Respuesta :
Answer: 15.625%
===============================
Work Shown:
Let's compute the volume of the entire cylinder. For now it includes the empty space.
d = 12 is the diameter
r = d/2 = 12/2 = 6 is the radius
V = pi*r^2*h = pi*6^2*h = 36pi*h is the volume.
Let A = 36pi*h so we can use it later.
--------
Now let's compute the volume of the empty space
d = 4 is the diameter of the empty space cylinder
r = d/2 = 4/2 = 2 is the radius
V = pi*r^2*h = pi*2^2*h = 4pi*h is the volume
Let B = 4pi*h
-------
Subtract the two results: A-B = 36pi*h - 4pi*h = (36-4)*pi*h = 32pi*h
The volume of just the toilet paper, without the empty space, is exactly 32pi*h
Let C = 32pi*h
--------
Repeat all of those steps done in the prior first and third sections; however, this time the starting diameter is now d = 6 (instead of d = 12). The empty space will not change so we don't have to recompute the value of B.

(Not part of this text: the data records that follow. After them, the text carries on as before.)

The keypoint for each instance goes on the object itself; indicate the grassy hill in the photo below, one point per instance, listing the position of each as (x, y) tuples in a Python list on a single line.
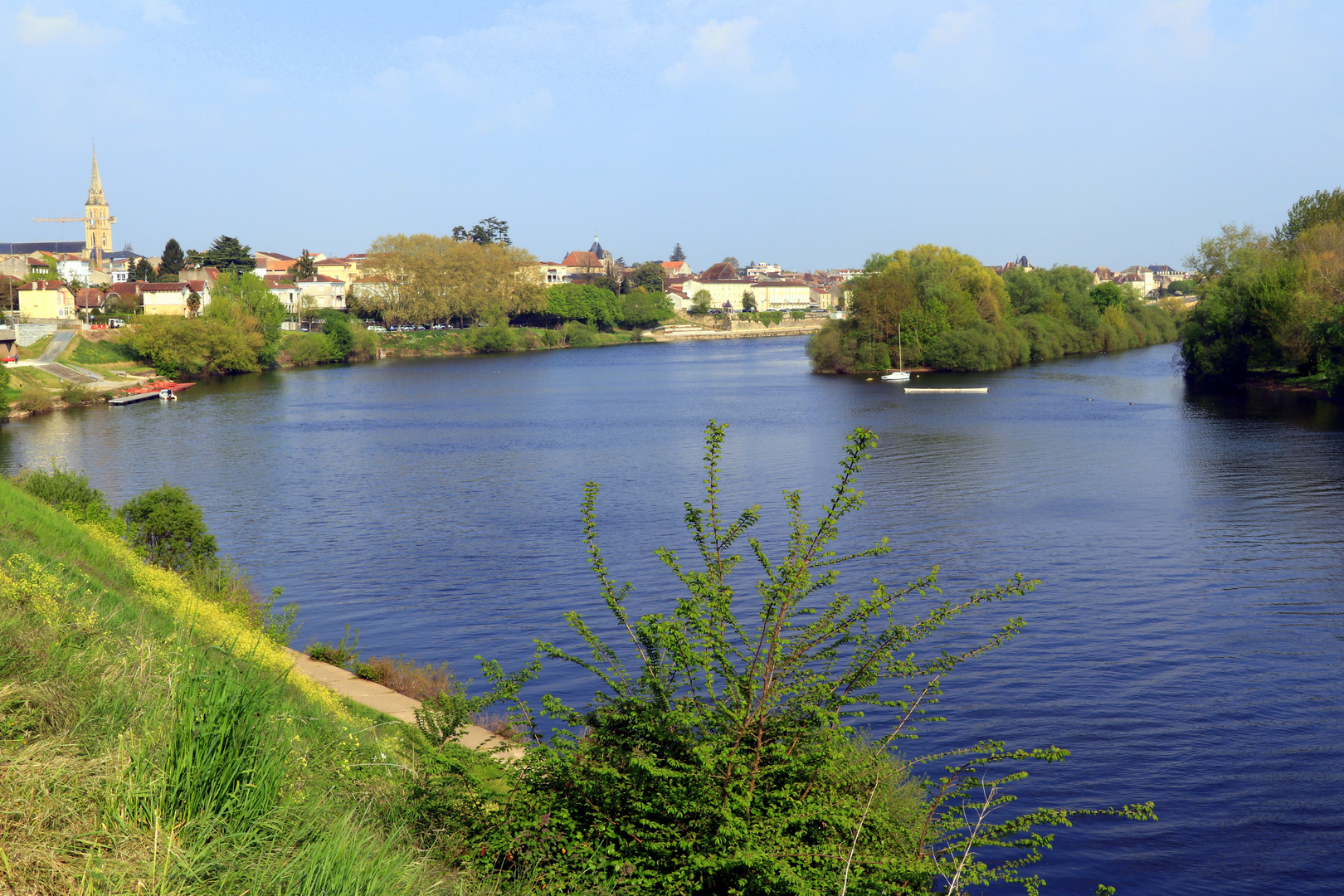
[(149, 742)]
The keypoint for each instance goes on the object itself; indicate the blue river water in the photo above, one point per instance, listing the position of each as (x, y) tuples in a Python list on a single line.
[(1186, 644)]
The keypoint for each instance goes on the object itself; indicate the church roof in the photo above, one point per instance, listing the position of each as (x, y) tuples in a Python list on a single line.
[(723, 270), (582, 260)]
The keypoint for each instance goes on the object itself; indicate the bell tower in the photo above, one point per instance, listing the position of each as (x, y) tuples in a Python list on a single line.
[(97, 221)]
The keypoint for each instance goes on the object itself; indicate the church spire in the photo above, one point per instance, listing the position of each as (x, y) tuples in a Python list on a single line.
[(95, 197)]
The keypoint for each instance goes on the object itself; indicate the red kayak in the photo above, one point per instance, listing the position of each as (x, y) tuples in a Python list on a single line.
[(158, 387)]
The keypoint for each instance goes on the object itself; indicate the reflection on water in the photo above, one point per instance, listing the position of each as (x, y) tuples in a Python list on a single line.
[(1186, 644)]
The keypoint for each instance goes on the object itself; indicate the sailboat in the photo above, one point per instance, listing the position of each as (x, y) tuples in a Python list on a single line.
[(898, 375)]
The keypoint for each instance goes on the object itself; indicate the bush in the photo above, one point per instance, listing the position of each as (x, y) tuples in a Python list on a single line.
[(338, 655), (498, 338), (168, 529), (305, 349), (718, 754), (65, 490), (75, 394), (34, 399), (578, 334)]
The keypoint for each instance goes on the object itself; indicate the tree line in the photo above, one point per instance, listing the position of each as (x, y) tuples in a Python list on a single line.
[(936, 306), (1272, 305)]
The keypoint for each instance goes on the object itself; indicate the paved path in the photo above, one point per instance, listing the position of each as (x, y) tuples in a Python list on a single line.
[(387, 702), (58, 344)]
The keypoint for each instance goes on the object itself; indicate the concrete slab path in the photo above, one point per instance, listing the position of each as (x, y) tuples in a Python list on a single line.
[(390, 703), (58, 344)]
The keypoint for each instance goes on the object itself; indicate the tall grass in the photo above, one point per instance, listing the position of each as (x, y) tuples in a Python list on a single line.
[(144, 751)]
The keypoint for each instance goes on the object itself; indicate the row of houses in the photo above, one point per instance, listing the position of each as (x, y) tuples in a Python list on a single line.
[(769, 286)]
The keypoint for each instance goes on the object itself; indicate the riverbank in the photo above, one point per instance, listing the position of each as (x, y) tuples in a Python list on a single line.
[(152, 742)]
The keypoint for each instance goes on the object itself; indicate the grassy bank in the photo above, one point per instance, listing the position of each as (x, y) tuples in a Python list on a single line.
[(151, 743)]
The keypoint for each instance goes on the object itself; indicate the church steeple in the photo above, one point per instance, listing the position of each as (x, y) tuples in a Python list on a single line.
[(95, 197), (97, 221)]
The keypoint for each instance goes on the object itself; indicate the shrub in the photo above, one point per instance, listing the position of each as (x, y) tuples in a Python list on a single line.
[(34, 399), (168, 529), (498, 338), (75, 394), (338, 655), (578, 334), (718, 752), (65, 490)]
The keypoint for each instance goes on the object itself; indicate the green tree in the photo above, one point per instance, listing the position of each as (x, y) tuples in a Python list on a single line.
[(718, 754), (173, 261), (245, 303), (230, 256), (1322, 207), (643, 308), (1216, 254), (1107, 293), (489, 230), (168, 528), (304, 269), (339, 336), (650, 275)]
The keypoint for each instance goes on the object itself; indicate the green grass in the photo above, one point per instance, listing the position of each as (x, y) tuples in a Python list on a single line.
[(106, 351), (138, 757)]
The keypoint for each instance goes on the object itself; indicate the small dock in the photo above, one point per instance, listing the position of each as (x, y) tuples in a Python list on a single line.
[(132, 399), (980, 391)]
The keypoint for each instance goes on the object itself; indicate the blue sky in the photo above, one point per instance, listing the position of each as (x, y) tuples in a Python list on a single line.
[(810, 134)]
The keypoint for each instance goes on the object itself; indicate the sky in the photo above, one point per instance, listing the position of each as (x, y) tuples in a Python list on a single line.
[(810, 134)]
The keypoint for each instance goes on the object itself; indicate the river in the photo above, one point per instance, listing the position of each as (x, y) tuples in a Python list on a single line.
[(1186, 644)]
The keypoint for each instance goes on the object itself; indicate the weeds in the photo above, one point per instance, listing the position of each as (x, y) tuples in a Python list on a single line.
[(338, 655), (34, 399)]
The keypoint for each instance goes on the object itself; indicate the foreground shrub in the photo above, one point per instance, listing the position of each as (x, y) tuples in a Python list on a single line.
[(338, 655), (168, 528), (717, 755)]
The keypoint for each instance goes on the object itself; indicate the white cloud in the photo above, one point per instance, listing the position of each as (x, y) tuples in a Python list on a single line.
[(957, 45), (162, 12), (66, 27), (519, 114), (722, 51)]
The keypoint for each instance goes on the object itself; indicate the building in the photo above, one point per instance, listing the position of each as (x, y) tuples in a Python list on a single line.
[(164, 299), (722, 282), (782, 295), (286, 292), (324, 292), (46, 299)]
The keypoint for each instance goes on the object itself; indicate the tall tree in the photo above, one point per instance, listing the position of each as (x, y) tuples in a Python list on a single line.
[(229, 254), (173, 260), (650, 275), (1322, 207), (488, 230), (305, 268)]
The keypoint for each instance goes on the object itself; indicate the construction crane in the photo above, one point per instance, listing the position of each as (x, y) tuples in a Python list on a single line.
[(97, 250)]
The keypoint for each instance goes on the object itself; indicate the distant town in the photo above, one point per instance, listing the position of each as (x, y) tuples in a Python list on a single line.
[(60, 281)]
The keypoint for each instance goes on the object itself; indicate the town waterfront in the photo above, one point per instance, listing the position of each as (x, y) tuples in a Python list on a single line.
[(1186, 644)]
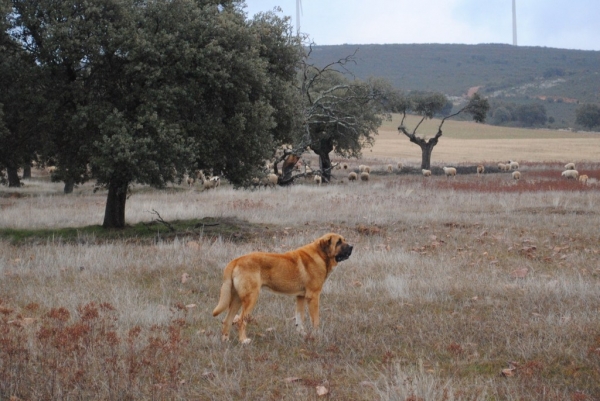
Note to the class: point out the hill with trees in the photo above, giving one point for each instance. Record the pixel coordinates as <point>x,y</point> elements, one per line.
<point>553,80</point>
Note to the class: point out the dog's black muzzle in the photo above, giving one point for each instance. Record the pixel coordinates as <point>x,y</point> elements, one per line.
<point>344,254</point>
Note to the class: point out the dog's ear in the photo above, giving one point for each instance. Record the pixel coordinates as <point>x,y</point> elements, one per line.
<point>325,242</point>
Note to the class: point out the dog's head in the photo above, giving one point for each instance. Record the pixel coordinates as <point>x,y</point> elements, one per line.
<point>335,246</point>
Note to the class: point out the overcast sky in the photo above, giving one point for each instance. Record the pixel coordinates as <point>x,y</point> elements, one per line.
<point>566,24</point>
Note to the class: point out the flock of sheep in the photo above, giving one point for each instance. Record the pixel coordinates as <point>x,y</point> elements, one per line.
<point>210,182</point>
<point>364,171</point>
<point>511,165</point>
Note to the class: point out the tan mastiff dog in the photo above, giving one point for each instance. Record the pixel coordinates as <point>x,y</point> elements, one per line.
<point>301,272</point>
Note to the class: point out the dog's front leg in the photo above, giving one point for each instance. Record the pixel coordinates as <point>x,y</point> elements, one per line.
<point>300,306</point>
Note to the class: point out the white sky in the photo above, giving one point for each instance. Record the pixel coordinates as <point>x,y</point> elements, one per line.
<point>566,24</point>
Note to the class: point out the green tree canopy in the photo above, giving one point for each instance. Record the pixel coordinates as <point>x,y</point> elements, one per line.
<point>148,91</point>
<point>341,115</point>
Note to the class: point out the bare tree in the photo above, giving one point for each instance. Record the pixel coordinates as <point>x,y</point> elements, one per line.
<point>429,105</point>
<point>342,115</point>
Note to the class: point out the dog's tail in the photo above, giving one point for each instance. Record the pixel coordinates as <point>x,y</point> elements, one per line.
<point>226,288</point>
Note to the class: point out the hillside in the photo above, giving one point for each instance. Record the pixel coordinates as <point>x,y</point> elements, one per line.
<point>559,78</point>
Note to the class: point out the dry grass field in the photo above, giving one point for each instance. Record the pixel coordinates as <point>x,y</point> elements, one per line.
<point>469,142</point>
<point>467,288</point>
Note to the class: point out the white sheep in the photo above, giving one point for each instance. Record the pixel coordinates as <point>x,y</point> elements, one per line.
<point>570,174</point>
<point>189,180</point>
<point>272,180</point>
<point>449,171</point>
<point>212,182</point>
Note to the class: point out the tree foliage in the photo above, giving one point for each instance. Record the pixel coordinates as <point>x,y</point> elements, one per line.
<point>146,92</point>
<point>341,115</point>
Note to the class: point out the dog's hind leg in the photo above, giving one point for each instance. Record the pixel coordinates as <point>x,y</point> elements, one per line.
<point>234,306</point>
<point>300,306</point>
<point>313,308</point>
<point>248,302</point>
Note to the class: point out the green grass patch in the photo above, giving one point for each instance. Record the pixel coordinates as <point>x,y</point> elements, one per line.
<point>227,227</point>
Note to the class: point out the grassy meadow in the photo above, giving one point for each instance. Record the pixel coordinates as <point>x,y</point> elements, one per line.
<point>466,288</point>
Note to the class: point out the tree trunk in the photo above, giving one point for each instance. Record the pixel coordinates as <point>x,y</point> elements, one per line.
<point>27,171</point>
<point>13,177</point>
<point>426,150</point>
<point>69,185</point>
<point>287,168</point>
<point>325,166</point>
<point>114,214</point>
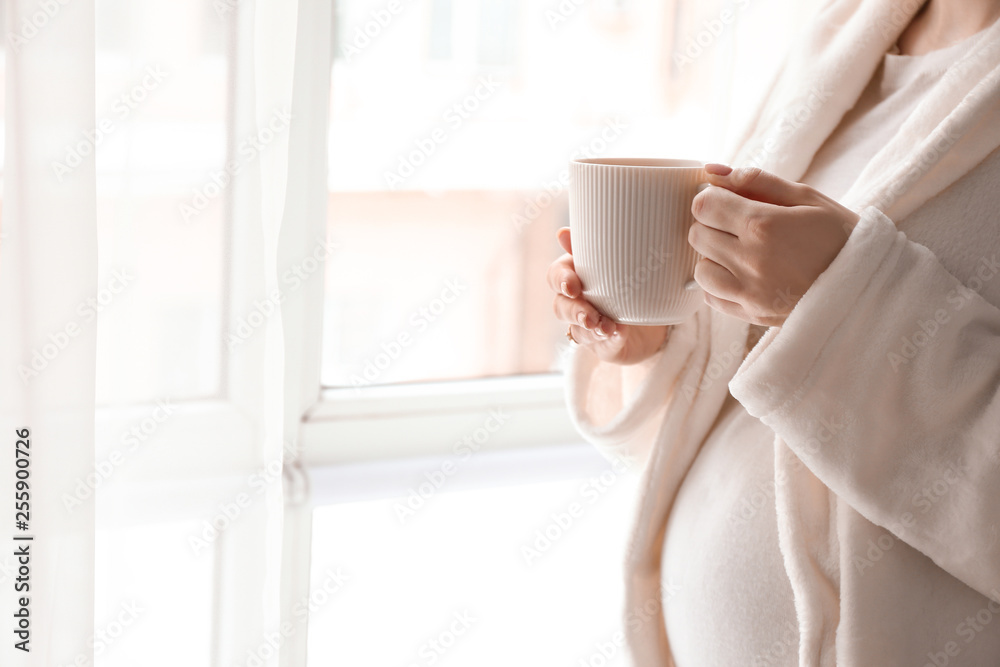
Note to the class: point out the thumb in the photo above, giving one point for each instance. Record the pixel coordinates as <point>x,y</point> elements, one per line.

E = volume of entire cylinder with diameter 6 (radius 3)
E = pi*r^2*h
E = pi*3^2*h
E = 9pi*h
F = volume of toilet paper left
F = (entire cylinder with empty space) - (empty space)
F = E - B
F = 9pi*h - 4pi*h
F = 5pi*h
The toilet paper roll that has diameter 6 cm has a volume of 5pi*h cubic cm. This is ignoring the empty space.
--------
We have
C = 32pi*h
F = 5pi*h
as the starting and ending volumes of the toilet paper.
Compute the percent change
P = percent change
P = 100*(new - old)/(old)
P = 100*(F - C)/C
P = 100*(5pi*h - 32pi*h)/(32pi*h)
P = 100pi*h(5-32)/(32pi*h)
P = 100pi*h*(-27)/(32pi*h)
P = 100*(-27)/(32)
P = -84.375
note how the 'h' terms cancel out, so the height does not affect the final answer. The 'pi' terms cancel as well.
The percent change is -84.375% meaning that the starting roll lost 84.375% of its volume to drop to the current roll of toilet paper.
Subtract that from 100% to figure out what percentage is left over
100% - 84.375% = 15.625%